Hello everyone,
My husband has frittered various amounts of money over the years and it has been a big deal at the time but never caused too much of an issue.
We are really struggling for money at the moment and basically ive found he's won and lost 24k in the last month alone. I caught him out when I read the bank statements he was strangely shady about.
At first he was all remorse, crying, sorry etc (this was 2 days ago) telling me to take his card, cancel it so he doesn't know the number, take full control of finances and give him a cash allowance.
This morning he's resisted and hasn't given me his card.
Am I fighting a losing battle? I've hidden his passport so he can't open a new bank account, blocked betting sites at home but his mum says he will find a way to gamble even if I have full control.
Any advice greatly appreciated. I reacted really well and want to be supportive but I feel sick. We have a young family to think about.
Morning Bonnie. .welcome to the best place for help and support...I'm the gambler in my marraige....so probably not the best to help you....other wifes in your position are here and I'm sure they will be along soon to help....x
Hi bonnie
Sorry to hear what you are going through, are you fighting a losing battle? I'm sorry to say I believe so. You cannot force change in him, you can help and support but not make him see it through. Sounds like he isn't ready to stop but you are. Can you encourage him to get help? Contact gamcare?

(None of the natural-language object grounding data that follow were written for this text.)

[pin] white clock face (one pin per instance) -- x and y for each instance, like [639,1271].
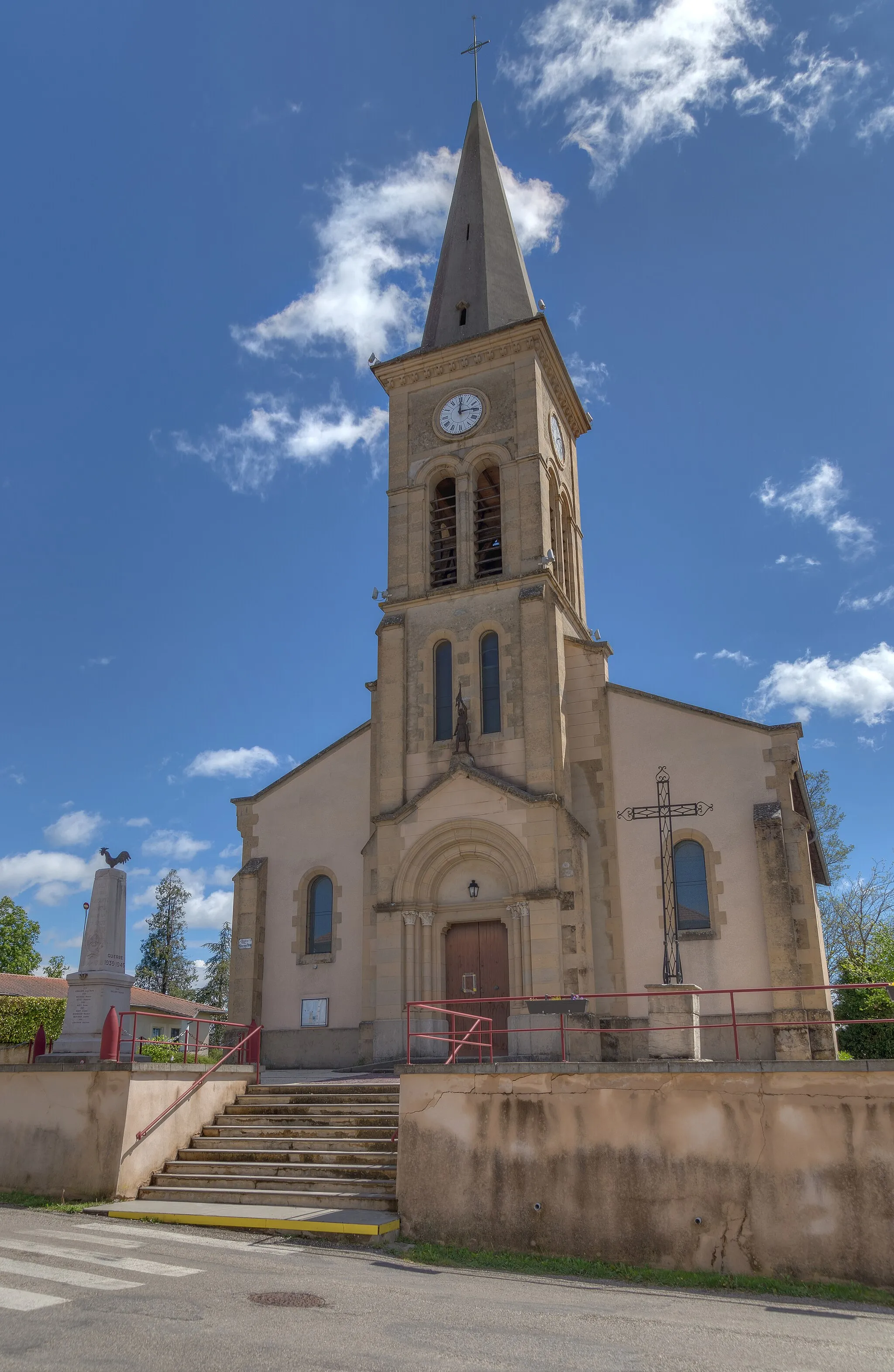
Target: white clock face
[461,413]
[558,442]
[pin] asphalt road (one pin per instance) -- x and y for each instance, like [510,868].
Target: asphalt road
[79,1293]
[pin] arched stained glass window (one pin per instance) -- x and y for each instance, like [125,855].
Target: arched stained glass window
[444,691]
[489,684]
[694,910]
[320,916]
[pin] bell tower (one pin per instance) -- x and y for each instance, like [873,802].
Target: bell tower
[485,570]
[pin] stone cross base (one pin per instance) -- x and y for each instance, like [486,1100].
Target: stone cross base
[667,1012]
[91,995]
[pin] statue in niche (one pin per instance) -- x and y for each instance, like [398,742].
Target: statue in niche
[462,733]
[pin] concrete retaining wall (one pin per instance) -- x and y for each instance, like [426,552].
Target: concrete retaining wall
[73,1128]
[772,1168]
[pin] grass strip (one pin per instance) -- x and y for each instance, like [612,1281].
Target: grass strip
[24,1200]
[530,1264]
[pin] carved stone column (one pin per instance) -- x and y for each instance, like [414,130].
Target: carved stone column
[521,912]
[426,918]
[410,955]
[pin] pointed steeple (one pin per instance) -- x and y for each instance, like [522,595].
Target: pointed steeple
[481,283]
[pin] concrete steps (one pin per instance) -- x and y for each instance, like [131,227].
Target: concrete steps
[316,1145]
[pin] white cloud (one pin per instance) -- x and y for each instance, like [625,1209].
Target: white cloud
[54,876]
[590,378]
[879,125]
[805,98]
[231,762]
[635,72]
[868,601]
[75,829]
[862,688]
[251,455]
[797,562]
[371,292]
[173,844]
[210,912]
[738,658]
[820,497]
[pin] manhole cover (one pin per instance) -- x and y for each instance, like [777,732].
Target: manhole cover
[286,1298]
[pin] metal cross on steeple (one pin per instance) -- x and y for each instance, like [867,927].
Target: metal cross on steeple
[664,813]
[474,51]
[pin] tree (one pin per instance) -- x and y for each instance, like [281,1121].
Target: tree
[216,990]
[829,821]
[868,1040]
[18,936]
[164,965]
[855,917]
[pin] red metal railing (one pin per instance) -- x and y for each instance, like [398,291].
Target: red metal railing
[443,1009]
[251,1049]
[193,1043]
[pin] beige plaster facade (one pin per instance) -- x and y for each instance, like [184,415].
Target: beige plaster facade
[403,823]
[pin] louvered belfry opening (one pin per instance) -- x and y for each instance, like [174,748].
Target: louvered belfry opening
[444,534]
[488,534]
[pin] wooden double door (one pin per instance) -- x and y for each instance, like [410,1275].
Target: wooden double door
[478,966]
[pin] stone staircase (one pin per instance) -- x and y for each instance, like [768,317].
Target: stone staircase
[327,1143]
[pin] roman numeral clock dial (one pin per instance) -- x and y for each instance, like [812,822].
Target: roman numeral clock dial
[461,413]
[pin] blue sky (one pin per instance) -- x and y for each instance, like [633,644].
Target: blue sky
[215,212]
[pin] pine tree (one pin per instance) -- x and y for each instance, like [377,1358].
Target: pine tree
[216,990]
[164,965]
[18,936]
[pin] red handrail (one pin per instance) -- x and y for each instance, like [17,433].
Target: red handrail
[254,1032]
[445,1008]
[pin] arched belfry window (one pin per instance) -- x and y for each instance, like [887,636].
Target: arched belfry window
[489,684]
[694,910]
[444,534]
[488,533]
[444,691]
[567,552]
[320,916]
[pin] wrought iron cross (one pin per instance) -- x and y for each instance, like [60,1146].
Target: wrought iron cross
[665,813]
[474,51]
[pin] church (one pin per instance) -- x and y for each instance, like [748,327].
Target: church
[510,822]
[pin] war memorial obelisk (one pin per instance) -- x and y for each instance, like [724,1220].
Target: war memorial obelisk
[101,980]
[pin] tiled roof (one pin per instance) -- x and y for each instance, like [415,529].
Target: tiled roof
[14,985]
[57,987]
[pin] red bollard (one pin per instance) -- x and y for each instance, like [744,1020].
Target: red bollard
[112,1038]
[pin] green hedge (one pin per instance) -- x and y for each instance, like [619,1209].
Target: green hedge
[21,1017]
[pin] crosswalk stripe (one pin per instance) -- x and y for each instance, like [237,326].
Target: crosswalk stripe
[53,1250]
[65,1276]
[16,1300]
[58,1234]
[164,1232]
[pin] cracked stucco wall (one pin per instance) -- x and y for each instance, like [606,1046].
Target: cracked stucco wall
[789,1172]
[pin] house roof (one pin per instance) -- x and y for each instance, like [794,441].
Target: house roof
[14,985]
[58,988]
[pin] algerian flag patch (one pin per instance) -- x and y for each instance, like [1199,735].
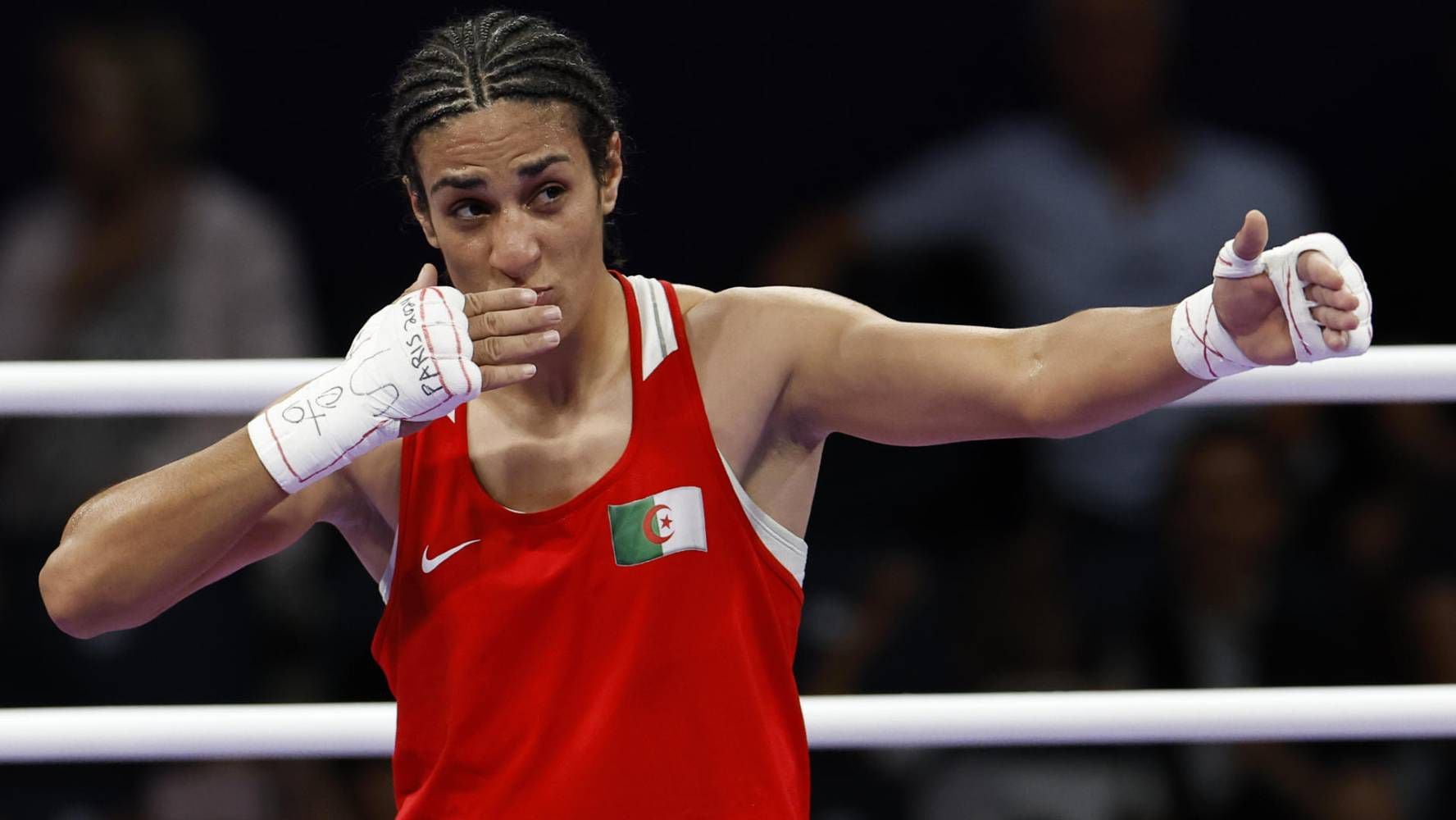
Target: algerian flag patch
[658,525]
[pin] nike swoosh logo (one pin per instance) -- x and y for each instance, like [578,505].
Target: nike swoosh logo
[429,564]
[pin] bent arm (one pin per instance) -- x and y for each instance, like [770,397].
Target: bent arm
[849,369]
[140,546]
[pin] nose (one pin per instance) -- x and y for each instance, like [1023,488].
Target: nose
[514,244]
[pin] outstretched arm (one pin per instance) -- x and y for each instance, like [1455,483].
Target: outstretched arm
[852,371]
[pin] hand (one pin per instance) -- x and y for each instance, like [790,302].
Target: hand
[1251,312]
[506,330]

Tell him your concerns, now the dust is settled and you reacted well is he likely to go back to gambling norm?
Interesting you say you reacted well!! I do the same, don't want to scare him off telling you but I'm not sure this method is best its a tough one.
If you have joint finances I strongly advise you seperate them to protect yourself and your young family, also spend some time considering your limits in this scenario if it isn't going to be faced
Thank you everyone. I wam to believe him but I just don't trust him right now. I think im still in a bit of shock and don't really know how to handle the situation
I think that's a fairly natural way to feel- trust your instincts!!
Welcome Bonniesloth
It's not surprising that you feel in shock and not sure what to do next. You've taken an important step by coming on here, and I can see that our forum members are here to support you. You are also welcome to call our freephone helpline, details are at the top of every page of this website. We can also offer you free counselling if you'd like to have a space where you can get support and work out where you go from here.